Steps to address students’ mental health a strong positive
Published 6:00 am Saturday, June 15, 2024
Children face different challenges today than in decades past — more stressors sometimes from family settings, the recent pandemic, social media pressures — things those in other generations did not face in such abundance or at all.
It’s a positive to see recent steps taken by the Commonwealth of Kentucky and the Bowling Green Independent School District to address the mental health of children.
Lt. Gov. Jacqueline Coleman recently summarized her career in education, with a glaring omission – in all her educational experiences, up to earning her doctorate, she’d never had training on student mental health.
Now, Kentucky is one of six states that has been selected for a national, yearlong program focused on achieving state-level mental health goals.
Coleman credits this to her team’s focus on the youth mental health crisis ever since COVID-19 hit in 2020.
She expressed her optimism about the selection and lamented the educational framework she has that was minus training on students’ mental health.
“What that tells me is there’s at least half of the educated workforce that has never been prepared to deal with these challenges that we’re facing right now,” she said. “How to talk about it, how to recognize and refer, and that’s alarming to me.”
Kentucky, with five other states, will participate in the National Governors Association’s latest mental health initiative – The Policy Academy to Drive Thriving Youth Mental Health and Wellbeing.
The academy is designed to leverage national resources and expertise to advance statewide mental health goals. Coleman’s Kentucky team will meet with NGA regularly to work through challenges.
There are three main goals – explore ways to better fund mental health services in schools, train educators to identify and support students’ – and teachers’ – mental health, and establish a statewide mental health coordinating body.
A focus on students’ mental health is not new, but in the wake of the COVID-19 pandemic, more problems arose, and the ramification of that lack of social growth and academic time in school still affects students and their mental maturation process.
BGISD, meanwhile, has expanded its suicide prevention policy by adding resources to students in grades 4-12.
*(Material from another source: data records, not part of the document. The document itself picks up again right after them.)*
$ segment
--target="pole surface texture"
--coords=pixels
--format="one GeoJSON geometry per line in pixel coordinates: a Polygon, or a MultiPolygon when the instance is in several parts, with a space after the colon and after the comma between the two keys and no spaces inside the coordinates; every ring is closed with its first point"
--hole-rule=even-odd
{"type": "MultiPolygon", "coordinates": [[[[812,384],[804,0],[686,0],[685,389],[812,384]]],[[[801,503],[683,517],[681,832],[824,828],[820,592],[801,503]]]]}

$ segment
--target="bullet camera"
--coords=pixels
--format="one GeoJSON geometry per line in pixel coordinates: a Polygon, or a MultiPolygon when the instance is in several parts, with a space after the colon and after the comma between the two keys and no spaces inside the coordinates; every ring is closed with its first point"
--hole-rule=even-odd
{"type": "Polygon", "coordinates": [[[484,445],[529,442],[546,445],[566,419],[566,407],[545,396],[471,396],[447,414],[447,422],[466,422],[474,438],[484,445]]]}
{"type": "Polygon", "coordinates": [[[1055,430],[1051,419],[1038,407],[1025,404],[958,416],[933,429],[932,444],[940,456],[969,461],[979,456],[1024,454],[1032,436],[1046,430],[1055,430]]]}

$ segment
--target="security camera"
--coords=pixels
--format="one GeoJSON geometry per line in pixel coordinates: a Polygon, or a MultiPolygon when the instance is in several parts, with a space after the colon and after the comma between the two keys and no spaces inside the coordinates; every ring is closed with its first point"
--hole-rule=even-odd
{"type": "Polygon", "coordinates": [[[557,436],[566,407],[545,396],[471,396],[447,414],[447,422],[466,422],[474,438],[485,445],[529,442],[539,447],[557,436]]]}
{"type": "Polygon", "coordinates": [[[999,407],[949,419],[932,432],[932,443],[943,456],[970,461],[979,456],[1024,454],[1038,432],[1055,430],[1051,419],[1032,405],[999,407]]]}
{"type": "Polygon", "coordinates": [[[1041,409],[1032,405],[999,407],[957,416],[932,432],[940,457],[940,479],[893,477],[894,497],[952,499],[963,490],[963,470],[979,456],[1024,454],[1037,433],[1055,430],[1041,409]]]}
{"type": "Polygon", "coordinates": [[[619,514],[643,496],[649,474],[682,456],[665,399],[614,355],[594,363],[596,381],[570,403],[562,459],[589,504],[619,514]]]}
The new suicide prevention policy expands on what the district has already been practicing, which was a one-time prevention training in September across grades 6-12.
“I think that’s just a realization that we just have a lot of kids in distress and we want to make sure everybody has the tools to help kids when they need help,” BGISD Superintendent Gary Fields said. “Students are provided with a slew of suicide prevention information. We do some surveys with them, allowing kids to let us know if they’re having a rough time.”
We applaud the efforts, both state and local, to provide help where it is needed — in our school systems.